You are viewing a plain text version of this content. The canonical link for it is here.
Posted to user@flink.apache.org by ant burton <ap...@gmail.com> on 2017/08/16 21:27:49 UTC

Re: Access to datastream from BucketSink- RESOLVED

I have resolved my issue, thank you for your help.

The following code give me access to an element to determine a bucket directory name.

import org.apache.hadoop.fs.Path;
import org.apache.flink.streaming.connectors.fs.bucketing.Bucketer;

import org.apache.flink.streaming.connectors.fs.Clock;

import org.apache.hadoop.io.IntWritable;
import org.apache.hadoop.io.Text;
import org.apache.flink.api.java.tuple.Tuple2;

public class S3Bucketer implements Bucketer<String> {
    private static final long serialVersionUID = 1L;

    @Override
    public Path getBucketPath(Clock clock, Path basePath, String element) {
        // Now that we have access to element, we can
        // generate a s3 filename path from it
        String s3_filename_path = "";

        return new Path(s3_filename_path);
    }
}


> On 16 Aug 2017, at 16:06, Kostas Kloudas <k....@data-artisans.com> wrote:
> 
> Hi Ant,
> 
> I think you are implementing the wrong Bucketer. 
> This seems to be the one for the RollingSink which is deprecated. 
> Is this correct?
> 
> You should implement the BucketingSink one, which is in the package:
> 
> org.apache.flink.streaming.connectors.fs.bucketing
> 
> That one requires the implementation of 1 method with signature:
> 
> Path getBucketPath(Clock clock, Path basePath, T element);
> 
> which from what I understand from you requirements gives you access 
> to the element that you need.
> 
> Cheers,
> Kostas
> 
>> On Aug 16, 2017, at 3:31 PM, ant burton <ap...@gmail.com> wrote:
>> 
>> 
>> Thanks Kostas,
>> 
>> I’m narrowing in on a solution:
>> 
>> https://ci.apache.org/projects/flink/flink-docs-release-1.3/dev/connectors/filesystem_sink.html says "You can also specify a custom bucketer by using setBucketer() on a BucketingSink.

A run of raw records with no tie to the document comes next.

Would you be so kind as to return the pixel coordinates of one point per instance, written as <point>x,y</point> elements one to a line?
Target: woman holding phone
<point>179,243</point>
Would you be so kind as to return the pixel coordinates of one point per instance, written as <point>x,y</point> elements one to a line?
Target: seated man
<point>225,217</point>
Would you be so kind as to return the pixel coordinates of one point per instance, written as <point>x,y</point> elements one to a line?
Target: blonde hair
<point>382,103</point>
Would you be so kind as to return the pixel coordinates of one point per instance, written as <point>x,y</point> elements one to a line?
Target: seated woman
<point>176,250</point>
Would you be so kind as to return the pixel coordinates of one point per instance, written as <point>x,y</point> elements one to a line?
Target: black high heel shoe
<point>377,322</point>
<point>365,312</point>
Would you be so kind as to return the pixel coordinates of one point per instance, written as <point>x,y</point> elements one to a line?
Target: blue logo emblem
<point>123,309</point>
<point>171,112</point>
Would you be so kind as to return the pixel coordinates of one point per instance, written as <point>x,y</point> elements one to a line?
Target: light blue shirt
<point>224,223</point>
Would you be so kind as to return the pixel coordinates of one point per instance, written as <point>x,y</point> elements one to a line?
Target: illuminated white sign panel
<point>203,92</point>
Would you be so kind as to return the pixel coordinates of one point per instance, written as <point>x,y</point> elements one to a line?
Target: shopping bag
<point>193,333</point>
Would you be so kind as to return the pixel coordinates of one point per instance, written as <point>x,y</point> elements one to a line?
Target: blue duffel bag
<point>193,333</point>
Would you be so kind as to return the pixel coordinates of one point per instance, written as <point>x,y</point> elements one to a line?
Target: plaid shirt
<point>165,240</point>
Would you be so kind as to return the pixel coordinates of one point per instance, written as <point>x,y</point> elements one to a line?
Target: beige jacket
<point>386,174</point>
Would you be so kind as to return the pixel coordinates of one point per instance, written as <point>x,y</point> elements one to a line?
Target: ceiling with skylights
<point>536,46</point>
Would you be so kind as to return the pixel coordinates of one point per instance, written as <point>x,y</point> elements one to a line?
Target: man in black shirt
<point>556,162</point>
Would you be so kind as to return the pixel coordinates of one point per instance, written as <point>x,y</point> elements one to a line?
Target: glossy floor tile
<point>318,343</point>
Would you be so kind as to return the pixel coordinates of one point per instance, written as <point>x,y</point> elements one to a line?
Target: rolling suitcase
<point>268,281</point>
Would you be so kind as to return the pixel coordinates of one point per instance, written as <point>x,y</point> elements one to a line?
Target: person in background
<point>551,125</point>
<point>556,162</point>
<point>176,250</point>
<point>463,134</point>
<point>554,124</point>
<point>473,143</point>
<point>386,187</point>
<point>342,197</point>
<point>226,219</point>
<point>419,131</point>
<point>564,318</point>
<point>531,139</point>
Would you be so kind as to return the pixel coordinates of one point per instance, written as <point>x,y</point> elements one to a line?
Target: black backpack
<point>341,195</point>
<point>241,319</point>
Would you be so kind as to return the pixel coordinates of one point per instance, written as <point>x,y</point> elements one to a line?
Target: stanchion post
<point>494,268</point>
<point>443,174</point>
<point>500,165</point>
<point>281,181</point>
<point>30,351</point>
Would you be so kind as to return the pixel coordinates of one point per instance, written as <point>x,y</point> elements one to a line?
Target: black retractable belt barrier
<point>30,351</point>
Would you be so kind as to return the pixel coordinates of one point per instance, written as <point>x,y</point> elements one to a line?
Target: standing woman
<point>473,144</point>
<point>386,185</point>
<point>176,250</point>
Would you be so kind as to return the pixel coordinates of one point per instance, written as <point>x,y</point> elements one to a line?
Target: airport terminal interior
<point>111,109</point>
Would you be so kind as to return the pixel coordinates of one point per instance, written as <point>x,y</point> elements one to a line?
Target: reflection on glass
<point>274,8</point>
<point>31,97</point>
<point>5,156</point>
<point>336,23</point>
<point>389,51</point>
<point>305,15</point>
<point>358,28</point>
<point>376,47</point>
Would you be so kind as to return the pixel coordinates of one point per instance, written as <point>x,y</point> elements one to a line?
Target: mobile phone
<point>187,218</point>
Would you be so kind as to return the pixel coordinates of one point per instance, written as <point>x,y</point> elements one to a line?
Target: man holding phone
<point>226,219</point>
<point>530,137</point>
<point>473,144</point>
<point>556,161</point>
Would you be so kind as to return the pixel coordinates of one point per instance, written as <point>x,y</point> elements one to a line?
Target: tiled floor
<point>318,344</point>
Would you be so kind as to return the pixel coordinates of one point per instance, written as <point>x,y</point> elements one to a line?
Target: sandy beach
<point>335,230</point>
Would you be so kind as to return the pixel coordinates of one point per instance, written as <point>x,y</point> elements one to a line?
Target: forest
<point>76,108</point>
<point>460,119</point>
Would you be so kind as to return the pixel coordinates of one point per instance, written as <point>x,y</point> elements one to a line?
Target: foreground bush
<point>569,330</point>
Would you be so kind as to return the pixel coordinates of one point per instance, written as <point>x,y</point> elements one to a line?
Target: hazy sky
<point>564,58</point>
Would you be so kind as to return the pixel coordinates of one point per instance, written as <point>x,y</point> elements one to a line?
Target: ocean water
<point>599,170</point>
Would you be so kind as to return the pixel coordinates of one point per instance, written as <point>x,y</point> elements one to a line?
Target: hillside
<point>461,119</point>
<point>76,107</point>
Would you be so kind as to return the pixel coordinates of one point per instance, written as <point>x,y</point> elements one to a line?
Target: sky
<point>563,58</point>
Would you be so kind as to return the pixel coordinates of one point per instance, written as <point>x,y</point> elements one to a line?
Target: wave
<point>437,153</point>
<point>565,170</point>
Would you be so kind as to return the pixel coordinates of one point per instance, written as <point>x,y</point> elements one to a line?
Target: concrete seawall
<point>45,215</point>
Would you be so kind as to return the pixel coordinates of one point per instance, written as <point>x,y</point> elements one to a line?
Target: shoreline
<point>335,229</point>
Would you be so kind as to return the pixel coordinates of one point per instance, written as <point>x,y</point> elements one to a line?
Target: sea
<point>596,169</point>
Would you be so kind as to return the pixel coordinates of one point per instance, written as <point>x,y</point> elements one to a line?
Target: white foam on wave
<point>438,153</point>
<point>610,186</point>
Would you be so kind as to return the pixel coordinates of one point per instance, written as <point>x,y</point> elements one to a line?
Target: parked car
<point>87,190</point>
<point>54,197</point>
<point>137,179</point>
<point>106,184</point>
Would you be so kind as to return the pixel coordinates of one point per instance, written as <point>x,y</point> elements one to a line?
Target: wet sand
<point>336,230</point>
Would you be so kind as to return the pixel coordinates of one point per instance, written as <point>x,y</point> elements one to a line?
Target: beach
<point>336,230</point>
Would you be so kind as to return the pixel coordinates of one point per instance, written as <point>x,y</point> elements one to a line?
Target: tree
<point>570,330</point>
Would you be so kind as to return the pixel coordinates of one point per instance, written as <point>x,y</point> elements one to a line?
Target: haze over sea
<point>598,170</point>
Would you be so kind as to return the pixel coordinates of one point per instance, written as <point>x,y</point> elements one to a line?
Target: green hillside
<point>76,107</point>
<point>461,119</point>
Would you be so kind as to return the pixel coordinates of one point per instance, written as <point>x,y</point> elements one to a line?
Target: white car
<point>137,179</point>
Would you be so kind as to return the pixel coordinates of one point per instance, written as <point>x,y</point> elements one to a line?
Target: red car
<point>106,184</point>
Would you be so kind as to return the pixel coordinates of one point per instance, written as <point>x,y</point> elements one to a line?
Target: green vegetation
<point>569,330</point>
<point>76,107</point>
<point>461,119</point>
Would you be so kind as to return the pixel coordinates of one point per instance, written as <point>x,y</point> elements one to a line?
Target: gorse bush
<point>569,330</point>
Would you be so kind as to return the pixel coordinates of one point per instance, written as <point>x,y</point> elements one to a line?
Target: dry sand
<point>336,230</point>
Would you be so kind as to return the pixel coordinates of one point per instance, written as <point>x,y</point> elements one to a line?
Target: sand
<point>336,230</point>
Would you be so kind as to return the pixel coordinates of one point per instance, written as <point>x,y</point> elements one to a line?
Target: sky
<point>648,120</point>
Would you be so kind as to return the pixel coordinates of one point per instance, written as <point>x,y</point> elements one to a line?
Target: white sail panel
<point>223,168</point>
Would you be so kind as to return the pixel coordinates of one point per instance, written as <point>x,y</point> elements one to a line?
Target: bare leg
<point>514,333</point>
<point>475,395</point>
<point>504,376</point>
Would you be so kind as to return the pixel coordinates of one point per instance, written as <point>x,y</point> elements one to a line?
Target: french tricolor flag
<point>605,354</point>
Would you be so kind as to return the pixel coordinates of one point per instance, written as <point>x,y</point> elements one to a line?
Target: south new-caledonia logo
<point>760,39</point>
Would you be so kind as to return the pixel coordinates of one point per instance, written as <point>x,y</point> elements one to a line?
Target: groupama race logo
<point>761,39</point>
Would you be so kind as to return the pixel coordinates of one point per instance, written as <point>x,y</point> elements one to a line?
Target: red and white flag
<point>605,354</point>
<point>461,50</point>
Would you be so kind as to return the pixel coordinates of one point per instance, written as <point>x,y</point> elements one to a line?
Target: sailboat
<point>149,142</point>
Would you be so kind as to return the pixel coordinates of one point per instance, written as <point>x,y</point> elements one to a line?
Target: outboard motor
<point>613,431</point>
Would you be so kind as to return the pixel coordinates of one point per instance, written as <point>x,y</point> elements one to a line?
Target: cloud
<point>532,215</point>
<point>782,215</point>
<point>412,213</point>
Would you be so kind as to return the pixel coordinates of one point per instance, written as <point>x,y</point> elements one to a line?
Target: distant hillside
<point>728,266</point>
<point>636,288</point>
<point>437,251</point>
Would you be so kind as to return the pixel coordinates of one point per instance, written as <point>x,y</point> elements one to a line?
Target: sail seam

If desired, the bucketer can use a property of the element or tuple to determine the bucket directory.”
>> 
>> BucketingSink<String> sink = new BucketingSink<String>("/base/path");
>> sink.setBucketer(new DateTimeBucketer<String>("yyyy-MM-dd--HHmm"));
>> Therefore I’ve created a skeleton class:
>> 
>> public class S3Bucketer implements Bucketer {
>> 	private static final long serialVersionUID = 1L;
>> 
>> 	private final String formatString;
>> 
>> 	public S3Bucketer() {
>> 	}
>> 
>> 	private void readObject(ObjectInputStream in) {
>> 		in.defaultReadObject();
>> 	}
>> 
>> 	public boolean shouldStartNewBucket(Path basePath, Path currentBucketPath) {
>> 		return true;
>> 	}
>> 
>> 	public Path getNextBucketPath(Path basePath) {
>> 		return new Path(basePath + “/some-path-that-I-need-create-from-the-stream");
>> 	}
>> }
>> 
>> my question now is how do I access the data stream from within the S3Bucketer so that I can generate a filename based on the data with the data stream.
>> 
>> Thanks,
>> 
>>> On 16 Aug 2017, at 12:55, Kostas Kloudas <k....@data-artisans.com> wrote:
>>> 
>>> In the second link for the BucketingSink, you can set your 
>>> own Bucketer using the setBucketer method. You do not have to 
>>> implement your own sink from scratch.
>>> 
>>> Kostas
>>> 
>>>> On Aug 16, 2017, at 1:39 PM, ant burton <ap...@gmail.com> wrote:
>>>> 
>>>> or rather https://ci.apache.org/projects/flink/flink-docs-release-1.3/api/java/org/apache/flink/streaming/connectors/fs/bucketing/BucketingSink.html
>>>> 
>>>> 
>>>>> On 16 Aug 2017, at 12:24, Kostas Kloudas <k....@data-artisans.com> wrote:
>>>>> 
>>>>> Hi Ant,
>>>>> 
>>>>> I think you can do it by implementing your own Bucketer.
>>>>> 
>>>>> Cheers,
>>>>> Kostas
>>>>> 
>>>>> .
>>>>>> On Aug 16, 2017, at 1:09 PM, ant burton <ap...@gmail.com> wrote:
>>>>>> 
>>>>>> Hello,
>>>>>> 
>>>>>> Given 
>>>>>> 
>>>>>>      // Set StreamExecutionEnvironment
>>>>>>      final StreamExecutionEnvironment env = StreamExecutionEnvironment.getExecutionEnvironment();
>>>>>> 
>>>>>>      // Set checkpoints in ms
>>>>>>      env.setStreamTimeCharacteristic(TimeCharacteristic.EventTime);
>>>>>> 
>>>>>>      // Add source (input stream)
>>>>>>      DataStream<String> dataStream = StreamUtil.getDataStream(env, params);
>>>>>> 
>>>>>> How can I construct the s3_filename from the content of the an event, it seems that whenever I attempt this I either have access to an event or access to .addSink but not both.
>>>>>> 
>>>>>> 	dataStream.addSink(new BucketingSink<String>("s3a://flink/" + s3_filename));
>>>>>> 
>>>>>> 
>>>>>> Thanks,
>>>>>> 
>>>>>> 
>>>>>> 
>>>>>> 
>>>>> 
>>>> 
>>> 
>> 
>